If the producer of our topic-foo calls a request containing 4 messages due to traffic jitter, we still set the replica.lag.max.messages to 4. At this time, all follower will be kicked out of the ISR collection because the number of messages lagging behind:

Then, because the follower is normal, the next fetch request will catch up with the leader, and the ISR collection will be added again. If there is frequent jitter, it will continue to move in and out of the ISR collection, causing a headache alarm bombardment.

The core problem here is that in the case of massive topic or frequent traffic jitter, we cannot make any assumptions about the number of messages each time topic's producer calls, so it is not easy to determine an appropriate eplica.lag.max.messages value.

VI. One configuration is all done.

In fact, there are only two situations that are abnormal, one is jam, and the other is the slow performance of follower. If we only judge whether the follower should be proposed to the ISR set based on how much follower lags behind leader, we must predict and estimate the traffic. How can we avoid this unreliable estimation?

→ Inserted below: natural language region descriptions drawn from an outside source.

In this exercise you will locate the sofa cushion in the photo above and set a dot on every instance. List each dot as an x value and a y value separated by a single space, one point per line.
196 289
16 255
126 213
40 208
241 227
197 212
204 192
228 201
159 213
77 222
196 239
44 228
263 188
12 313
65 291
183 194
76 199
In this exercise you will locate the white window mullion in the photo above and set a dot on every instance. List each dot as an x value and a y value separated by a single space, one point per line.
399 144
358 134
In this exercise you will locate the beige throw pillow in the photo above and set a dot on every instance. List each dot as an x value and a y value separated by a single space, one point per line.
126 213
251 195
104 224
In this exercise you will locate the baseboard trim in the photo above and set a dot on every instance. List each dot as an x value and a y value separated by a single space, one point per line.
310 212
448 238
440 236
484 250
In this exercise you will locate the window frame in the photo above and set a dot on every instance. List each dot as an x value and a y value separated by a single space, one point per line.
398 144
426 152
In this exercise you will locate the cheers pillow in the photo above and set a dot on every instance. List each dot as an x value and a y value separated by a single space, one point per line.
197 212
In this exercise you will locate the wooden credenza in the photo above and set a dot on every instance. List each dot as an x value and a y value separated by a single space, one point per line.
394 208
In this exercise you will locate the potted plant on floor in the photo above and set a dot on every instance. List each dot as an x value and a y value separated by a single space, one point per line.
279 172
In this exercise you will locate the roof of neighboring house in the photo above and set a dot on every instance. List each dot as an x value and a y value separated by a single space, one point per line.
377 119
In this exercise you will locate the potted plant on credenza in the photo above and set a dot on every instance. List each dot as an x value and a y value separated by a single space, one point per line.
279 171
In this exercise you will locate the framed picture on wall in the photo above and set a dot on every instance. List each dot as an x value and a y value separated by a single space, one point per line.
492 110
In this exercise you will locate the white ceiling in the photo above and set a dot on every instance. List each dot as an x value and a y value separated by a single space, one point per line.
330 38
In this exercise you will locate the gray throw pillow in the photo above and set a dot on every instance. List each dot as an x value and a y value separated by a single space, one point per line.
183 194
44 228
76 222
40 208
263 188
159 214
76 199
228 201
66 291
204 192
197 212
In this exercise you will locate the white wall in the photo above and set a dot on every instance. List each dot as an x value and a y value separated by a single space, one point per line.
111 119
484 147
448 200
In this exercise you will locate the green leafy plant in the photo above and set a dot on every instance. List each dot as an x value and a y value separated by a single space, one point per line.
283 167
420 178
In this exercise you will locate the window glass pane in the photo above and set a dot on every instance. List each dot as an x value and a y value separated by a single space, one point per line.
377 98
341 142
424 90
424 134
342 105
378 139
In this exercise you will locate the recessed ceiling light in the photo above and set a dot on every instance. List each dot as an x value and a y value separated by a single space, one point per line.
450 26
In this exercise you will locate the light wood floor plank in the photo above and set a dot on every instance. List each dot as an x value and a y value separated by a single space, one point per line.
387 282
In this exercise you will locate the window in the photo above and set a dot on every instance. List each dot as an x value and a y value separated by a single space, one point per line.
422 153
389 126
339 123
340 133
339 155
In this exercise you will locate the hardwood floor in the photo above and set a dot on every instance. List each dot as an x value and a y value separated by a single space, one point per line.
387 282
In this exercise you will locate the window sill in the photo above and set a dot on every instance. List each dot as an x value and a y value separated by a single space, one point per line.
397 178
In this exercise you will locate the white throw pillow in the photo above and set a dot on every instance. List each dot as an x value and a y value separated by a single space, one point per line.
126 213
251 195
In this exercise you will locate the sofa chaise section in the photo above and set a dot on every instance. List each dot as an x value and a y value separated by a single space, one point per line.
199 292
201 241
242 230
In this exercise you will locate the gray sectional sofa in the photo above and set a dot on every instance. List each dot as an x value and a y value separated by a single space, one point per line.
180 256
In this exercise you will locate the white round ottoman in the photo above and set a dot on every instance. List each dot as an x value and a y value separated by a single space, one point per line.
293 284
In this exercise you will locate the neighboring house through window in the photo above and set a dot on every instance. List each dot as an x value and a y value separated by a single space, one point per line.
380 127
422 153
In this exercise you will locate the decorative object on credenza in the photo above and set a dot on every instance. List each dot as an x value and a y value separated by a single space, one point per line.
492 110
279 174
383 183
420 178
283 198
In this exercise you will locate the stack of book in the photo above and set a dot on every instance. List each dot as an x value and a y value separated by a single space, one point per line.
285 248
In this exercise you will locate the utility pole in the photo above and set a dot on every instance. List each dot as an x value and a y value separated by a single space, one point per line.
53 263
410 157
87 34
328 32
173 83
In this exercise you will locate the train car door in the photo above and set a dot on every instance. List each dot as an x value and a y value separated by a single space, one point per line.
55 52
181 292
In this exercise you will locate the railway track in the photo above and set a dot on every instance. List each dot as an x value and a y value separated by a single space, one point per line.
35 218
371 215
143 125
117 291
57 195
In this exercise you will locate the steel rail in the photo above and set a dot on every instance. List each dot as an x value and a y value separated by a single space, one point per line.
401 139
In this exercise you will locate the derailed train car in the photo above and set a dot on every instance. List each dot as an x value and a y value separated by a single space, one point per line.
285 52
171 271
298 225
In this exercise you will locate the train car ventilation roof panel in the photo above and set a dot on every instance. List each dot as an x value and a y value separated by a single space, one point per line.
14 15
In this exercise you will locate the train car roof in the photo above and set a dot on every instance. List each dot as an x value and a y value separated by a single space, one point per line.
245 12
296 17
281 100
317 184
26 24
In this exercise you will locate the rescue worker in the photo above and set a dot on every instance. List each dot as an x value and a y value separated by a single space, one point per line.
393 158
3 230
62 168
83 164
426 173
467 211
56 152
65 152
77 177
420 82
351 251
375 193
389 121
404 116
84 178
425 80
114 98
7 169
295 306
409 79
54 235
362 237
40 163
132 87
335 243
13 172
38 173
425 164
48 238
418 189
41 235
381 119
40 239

The solution given by kafka is as follows:

The meaning of the configuration of replica.lag.time.max.ms has been enhanced. as before, if follower is stuck for more than this time and does not send a fetch request, it will be kicked out of the ISR collection. The new enhanced logic is that when follower lags behind leader and exceeds eplica.lag.max.messages messages, it will not be kicked out of the ISR collection immediately, but will continue to lag beyond the replica.lag.time.max.ms time before it will be kicked out. In this way, the operation and maintenance problems caused by traffic jitter can be avoided, because follower will keep up with leader in the next fetch, so there is no need to make any estimation of the write speed of topic.

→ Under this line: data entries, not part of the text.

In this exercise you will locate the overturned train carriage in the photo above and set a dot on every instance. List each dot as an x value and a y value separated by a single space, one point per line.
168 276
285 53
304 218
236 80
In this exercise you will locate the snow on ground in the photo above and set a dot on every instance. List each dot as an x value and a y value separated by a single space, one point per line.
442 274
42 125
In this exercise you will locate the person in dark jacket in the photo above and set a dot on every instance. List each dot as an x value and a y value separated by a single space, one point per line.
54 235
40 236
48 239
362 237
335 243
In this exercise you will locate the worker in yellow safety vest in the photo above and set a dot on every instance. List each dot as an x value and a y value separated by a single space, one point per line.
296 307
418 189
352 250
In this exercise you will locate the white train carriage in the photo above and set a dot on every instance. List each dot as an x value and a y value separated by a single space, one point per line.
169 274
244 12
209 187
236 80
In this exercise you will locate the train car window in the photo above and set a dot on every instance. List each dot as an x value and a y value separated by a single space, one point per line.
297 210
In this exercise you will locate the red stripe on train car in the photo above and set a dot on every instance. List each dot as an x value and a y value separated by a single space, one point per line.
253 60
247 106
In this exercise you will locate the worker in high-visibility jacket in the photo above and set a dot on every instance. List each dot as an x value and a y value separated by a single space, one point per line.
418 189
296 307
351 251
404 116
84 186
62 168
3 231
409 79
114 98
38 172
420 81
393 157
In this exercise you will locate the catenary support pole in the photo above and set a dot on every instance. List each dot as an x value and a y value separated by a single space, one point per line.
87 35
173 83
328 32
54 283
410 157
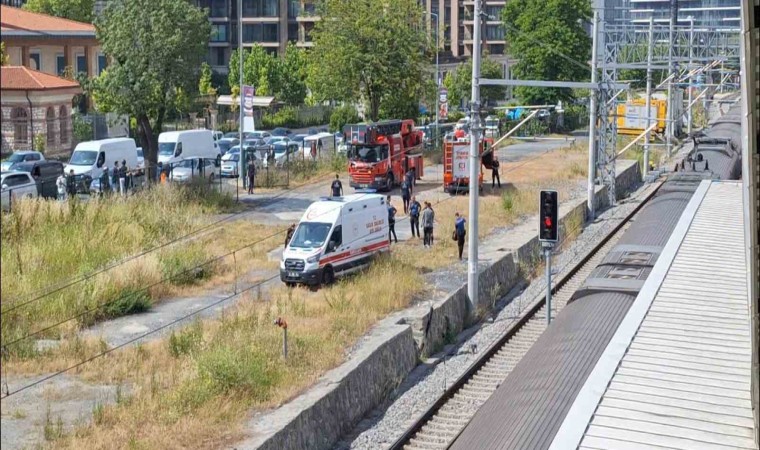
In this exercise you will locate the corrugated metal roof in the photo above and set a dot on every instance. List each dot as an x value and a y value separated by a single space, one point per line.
684 381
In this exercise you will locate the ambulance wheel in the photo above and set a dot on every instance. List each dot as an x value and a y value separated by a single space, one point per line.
328 277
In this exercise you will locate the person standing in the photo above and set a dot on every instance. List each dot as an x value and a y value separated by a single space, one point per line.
459 232
406 194
414 216
428 218
391 221
495 172
115 176
60 183
251 176
337 187
123 177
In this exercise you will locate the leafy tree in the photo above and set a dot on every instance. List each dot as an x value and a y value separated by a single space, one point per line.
3 55
538 32
459 82
157 47
369 51
79 10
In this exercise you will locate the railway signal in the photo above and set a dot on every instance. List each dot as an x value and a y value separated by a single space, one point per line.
548 233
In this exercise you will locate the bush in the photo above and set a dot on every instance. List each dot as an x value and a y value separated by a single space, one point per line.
343 115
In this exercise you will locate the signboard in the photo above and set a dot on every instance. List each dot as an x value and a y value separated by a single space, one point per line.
461 167
443 103
248 93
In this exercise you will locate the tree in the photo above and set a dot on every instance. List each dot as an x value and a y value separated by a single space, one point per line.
156 48
538 33
369 51
79 10
459 82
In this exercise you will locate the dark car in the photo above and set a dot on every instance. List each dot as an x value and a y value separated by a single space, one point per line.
282 132
45 173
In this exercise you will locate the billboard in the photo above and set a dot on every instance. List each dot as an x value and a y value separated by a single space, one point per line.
249 92
461 167
443 103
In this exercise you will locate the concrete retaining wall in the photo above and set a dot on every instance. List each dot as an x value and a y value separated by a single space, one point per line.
331 408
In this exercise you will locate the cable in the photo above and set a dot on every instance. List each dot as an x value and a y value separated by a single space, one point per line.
135 339
93 274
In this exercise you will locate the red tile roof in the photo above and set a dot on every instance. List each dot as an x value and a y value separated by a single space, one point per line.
19 19
18 78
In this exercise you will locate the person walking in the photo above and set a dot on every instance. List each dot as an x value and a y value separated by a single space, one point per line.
459 232
251 176
289 234
406 193
60 183
337 187
414 216
428 218
495 172
391 221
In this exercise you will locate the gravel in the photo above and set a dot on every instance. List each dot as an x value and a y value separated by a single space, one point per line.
428 381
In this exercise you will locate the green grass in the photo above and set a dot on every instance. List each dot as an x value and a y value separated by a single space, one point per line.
47 243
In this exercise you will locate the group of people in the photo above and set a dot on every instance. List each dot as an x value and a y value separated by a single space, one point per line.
117 180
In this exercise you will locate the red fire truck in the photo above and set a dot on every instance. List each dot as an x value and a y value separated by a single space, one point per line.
380 153
456 163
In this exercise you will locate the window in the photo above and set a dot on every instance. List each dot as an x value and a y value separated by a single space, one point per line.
19 117
50 119
219 33
63 117
102 63
261 32
35 59
60 64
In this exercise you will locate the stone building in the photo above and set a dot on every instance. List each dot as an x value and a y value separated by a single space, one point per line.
36 104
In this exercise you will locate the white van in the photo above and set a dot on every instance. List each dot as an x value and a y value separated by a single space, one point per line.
336 236
174 146
91 157
318 145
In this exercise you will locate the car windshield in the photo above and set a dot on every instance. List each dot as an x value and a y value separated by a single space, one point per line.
368 153
310 235
166 148
83 157
16 157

The above is how to analyze the Kafka architecture and highly available mechanisms. The editor believes that there are some knowledge points that we may see or use in our daily work. I hope you can learn more from this article. For more details, please follow the industry information channel.

Welcome to subscribe "Shulou Technology Information " to get latest news, interesting things and hot topics in the IT industry, and controls the hottest and latest Internet news, technology news and IT industry trends.

*The comments in the above article only represent the author's personal views and do not represent the views and positions of this website. If you have more insights, please feel free to contribute and share.